A automação transformou a operação das seguradoras nos últimos anos. Aprovações mais rápidas, regulação ágil de sinistros, respostas em menos tempo. Tudo isso já é realidade, e segue sendo essencial. Para a Brick, o próximo salto não está em automatizar mais. Está em automatizar de um jeito que entregue três coisas ao mesmo tempo: visibilidade, autonomia para o time que opera e auditabilidade.
“Automatizar é fundamental. O que muda agora é como. A automação tradicional resolve bem o repetitivo, mas grande parte do trabalho em seguros não está em mover etapas, e sim em interpretar documentos, validar consistência, priorizar casos e decidir com velocidade sem perder controle”, afirma a companhia.

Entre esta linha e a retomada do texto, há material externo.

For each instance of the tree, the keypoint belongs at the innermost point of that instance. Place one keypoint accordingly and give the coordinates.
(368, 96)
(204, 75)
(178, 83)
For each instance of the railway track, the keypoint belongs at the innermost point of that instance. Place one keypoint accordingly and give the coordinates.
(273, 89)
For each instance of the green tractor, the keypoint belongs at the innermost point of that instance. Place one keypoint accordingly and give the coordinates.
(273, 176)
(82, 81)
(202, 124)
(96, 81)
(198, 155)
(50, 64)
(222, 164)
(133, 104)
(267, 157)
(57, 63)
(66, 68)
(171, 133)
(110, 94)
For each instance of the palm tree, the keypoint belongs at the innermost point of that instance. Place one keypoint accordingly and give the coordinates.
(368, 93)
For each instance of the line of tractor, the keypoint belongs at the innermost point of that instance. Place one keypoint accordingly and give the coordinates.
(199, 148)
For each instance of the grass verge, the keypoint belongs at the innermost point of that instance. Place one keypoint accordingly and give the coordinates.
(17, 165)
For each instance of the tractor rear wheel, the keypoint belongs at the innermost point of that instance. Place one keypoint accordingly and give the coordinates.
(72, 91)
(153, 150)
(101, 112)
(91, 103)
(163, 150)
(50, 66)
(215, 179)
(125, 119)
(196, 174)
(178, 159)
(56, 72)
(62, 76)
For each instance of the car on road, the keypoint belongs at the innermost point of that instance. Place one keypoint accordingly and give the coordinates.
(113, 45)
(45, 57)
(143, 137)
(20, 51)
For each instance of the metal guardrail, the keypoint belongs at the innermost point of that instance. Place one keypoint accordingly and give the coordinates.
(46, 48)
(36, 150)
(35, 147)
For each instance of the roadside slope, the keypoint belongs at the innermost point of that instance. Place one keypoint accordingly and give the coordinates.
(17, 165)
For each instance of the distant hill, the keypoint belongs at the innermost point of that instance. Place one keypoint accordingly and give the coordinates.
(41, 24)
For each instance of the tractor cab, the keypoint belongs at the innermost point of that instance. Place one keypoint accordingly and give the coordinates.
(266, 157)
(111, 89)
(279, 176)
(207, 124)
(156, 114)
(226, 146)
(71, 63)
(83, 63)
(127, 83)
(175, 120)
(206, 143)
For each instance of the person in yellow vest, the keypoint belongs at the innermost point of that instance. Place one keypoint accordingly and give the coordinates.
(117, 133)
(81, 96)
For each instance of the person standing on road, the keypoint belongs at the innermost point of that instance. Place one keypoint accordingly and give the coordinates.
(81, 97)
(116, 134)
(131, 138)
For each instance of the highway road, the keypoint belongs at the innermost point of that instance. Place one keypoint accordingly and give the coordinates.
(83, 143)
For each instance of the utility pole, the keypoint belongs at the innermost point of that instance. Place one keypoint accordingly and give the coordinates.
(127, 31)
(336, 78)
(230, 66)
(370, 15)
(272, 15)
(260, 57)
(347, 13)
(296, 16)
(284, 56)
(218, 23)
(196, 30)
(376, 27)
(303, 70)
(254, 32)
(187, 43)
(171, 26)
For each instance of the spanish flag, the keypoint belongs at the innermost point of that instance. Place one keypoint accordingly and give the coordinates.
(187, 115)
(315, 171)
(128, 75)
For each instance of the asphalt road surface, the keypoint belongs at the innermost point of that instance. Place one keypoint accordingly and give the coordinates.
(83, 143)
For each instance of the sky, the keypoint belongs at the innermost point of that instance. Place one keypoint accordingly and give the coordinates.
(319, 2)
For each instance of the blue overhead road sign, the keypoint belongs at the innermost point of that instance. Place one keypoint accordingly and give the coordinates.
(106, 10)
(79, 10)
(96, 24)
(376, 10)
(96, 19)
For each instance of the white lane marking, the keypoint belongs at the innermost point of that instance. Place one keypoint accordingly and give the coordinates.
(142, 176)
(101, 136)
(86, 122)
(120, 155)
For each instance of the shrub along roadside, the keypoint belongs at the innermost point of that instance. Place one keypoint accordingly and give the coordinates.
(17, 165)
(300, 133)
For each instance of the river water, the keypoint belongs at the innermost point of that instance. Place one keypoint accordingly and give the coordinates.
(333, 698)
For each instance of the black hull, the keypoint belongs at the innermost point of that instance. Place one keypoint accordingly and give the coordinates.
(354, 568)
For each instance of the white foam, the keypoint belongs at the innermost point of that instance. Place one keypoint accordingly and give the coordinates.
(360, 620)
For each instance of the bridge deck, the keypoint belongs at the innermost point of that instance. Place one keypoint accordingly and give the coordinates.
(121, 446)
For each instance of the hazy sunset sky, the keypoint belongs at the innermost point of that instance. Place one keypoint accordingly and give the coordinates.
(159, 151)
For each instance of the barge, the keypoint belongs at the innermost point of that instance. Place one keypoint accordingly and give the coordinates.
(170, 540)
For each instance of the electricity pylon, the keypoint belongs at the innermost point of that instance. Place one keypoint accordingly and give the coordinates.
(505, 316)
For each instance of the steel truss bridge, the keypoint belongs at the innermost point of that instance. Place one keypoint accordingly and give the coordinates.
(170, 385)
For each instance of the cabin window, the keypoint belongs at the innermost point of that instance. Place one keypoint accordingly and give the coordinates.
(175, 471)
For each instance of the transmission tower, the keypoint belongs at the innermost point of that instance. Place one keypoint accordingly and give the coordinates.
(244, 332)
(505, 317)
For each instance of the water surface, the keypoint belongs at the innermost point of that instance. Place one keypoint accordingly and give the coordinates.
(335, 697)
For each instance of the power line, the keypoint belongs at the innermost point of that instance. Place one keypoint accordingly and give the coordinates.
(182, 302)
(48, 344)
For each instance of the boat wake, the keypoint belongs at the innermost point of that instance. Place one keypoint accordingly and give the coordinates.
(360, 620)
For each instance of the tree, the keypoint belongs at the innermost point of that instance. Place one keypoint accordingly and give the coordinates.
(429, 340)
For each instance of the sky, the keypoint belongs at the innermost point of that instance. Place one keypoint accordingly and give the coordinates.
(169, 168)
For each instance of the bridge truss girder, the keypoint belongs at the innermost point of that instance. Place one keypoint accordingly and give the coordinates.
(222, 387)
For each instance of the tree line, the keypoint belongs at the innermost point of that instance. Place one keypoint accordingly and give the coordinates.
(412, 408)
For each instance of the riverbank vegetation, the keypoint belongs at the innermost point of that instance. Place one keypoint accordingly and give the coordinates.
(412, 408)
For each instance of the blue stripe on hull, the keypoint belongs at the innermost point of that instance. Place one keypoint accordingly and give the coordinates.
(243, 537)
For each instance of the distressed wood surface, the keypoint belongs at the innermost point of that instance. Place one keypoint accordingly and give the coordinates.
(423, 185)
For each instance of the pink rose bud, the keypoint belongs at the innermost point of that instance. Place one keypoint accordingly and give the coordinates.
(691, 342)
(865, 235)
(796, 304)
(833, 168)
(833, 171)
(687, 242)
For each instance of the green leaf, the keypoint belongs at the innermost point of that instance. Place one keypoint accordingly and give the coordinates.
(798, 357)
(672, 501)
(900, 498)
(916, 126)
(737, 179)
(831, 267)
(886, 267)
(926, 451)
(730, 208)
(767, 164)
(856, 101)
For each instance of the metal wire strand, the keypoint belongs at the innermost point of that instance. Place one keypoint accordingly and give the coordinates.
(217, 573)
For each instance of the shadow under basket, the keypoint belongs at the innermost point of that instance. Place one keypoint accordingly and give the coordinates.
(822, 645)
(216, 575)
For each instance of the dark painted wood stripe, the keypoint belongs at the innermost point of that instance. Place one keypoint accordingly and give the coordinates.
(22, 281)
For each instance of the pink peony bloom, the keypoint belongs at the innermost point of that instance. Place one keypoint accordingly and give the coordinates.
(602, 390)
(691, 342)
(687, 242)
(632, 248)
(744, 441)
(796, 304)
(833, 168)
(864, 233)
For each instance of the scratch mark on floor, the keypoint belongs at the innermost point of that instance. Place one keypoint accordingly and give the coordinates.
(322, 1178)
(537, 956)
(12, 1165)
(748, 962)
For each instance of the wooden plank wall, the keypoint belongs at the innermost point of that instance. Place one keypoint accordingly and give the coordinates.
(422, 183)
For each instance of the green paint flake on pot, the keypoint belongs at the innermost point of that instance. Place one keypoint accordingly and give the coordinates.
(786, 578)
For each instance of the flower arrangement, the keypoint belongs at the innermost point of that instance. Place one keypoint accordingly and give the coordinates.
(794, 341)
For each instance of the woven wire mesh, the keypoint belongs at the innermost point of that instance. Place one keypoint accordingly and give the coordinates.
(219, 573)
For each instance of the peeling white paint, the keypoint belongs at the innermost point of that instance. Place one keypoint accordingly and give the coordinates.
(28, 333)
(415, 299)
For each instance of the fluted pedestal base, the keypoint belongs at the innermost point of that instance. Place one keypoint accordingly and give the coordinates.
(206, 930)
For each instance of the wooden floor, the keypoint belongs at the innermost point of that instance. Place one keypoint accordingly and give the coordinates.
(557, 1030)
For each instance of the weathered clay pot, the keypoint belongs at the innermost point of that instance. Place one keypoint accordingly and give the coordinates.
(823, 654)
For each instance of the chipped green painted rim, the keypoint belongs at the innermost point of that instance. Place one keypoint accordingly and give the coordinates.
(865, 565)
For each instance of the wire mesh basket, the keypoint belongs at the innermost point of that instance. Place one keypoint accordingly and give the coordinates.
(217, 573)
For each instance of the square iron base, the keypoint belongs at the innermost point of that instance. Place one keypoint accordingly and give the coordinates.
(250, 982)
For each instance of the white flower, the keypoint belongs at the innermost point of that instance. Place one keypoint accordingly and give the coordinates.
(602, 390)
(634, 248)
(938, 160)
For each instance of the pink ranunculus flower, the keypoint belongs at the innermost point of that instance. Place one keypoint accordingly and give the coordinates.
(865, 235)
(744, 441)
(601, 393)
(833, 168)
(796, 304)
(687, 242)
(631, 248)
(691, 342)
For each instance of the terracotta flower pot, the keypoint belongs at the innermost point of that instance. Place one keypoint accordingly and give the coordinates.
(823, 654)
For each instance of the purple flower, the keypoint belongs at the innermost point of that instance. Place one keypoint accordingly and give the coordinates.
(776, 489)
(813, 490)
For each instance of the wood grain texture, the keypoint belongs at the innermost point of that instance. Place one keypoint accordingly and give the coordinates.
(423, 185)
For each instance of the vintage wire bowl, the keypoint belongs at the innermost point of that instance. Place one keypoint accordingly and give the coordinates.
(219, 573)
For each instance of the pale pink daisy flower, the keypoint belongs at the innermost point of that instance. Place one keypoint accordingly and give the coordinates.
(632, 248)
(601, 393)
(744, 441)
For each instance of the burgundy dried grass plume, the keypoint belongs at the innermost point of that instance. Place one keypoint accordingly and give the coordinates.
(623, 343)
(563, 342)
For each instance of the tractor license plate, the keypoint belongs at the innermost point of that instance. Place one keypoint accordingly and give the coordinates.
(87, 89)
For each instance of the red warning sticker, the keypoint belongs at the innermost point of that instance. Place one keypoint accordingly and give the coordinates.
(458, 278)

É nesse ponto que se concentra um problema antigo do setor. Quando o conhecimento sobre como decidir está concentrado em poucos analistas, dois casos parecidos podem ter desfechos diferentes . A automação bem construída resolve isso: expõe a regra, padroniza o critério e deixa o histórico rastreável. Não é uma questão de eficiência; é de coerência.
Esse desenho resolve três frentes ao mesmo tempo.
A primeira é consistência. Decisão registrada, regra visível e versionada, e qualquer pessoa do time conseguindo entender por que um caso seguiu um caminho e não outro. Com a possibilidade de simular antes de implementar, a operação passa a evoluir com segurança em vez de medo.
A segunda é autonomia. Por muito tempo, equipes acabaram virando uma espécie de middleware entre sistemas que não conversavam, regras espalhadas e ferramentas desconectadas. O analista deixava de ser decisor e virava ponte. Quando a inteligência está na camada operacional, esse papel muda: o time deixa de tapar buraco e passa a definir diretrizes, calibrar estratégia, supervisionar exceções relevantes e refinar continuamente a operação.
A terceira, e talvez a mais estratégica para seguros, é a auditabilidade. Um sistema realmente inteligente para o setor não pode ser uma caixa-preta. Ele precisa registrar o que viu, quais referências consultou, por que tomou determinada decisão e quais evidências sustentaram aquele caminho. Sem isso, qualquer ganho de velocidade é frágil.
A Brick chama atenção também para o que costuma vir junto com anos de automação mal estruturada: a chamada dívida decisória. Camadas de regras, exceções e salvaguardas acumuladas no tempo, muitas necessárias um dia, mas que hoje se sobrepõem e tornam qualquer mudança lenta e arriscada. O receio de mexer no que já roda freia o próprio avanço.
A saída é tratar a decisão como arquitetura, não como uma coleção de scripts: regras visíveis e versionadas, simulação antes da implementação, governança que impede sobreposição de lógicas e explicabilidade desde a origem.
Velocidade segue sendo central. O que muda é como ela é sustentada. Maturidade, para a Brick, não é decidir mais devagar, é estruturar a decisão para que possa ser testada, ajustada e auditada com velocidade e com clareza.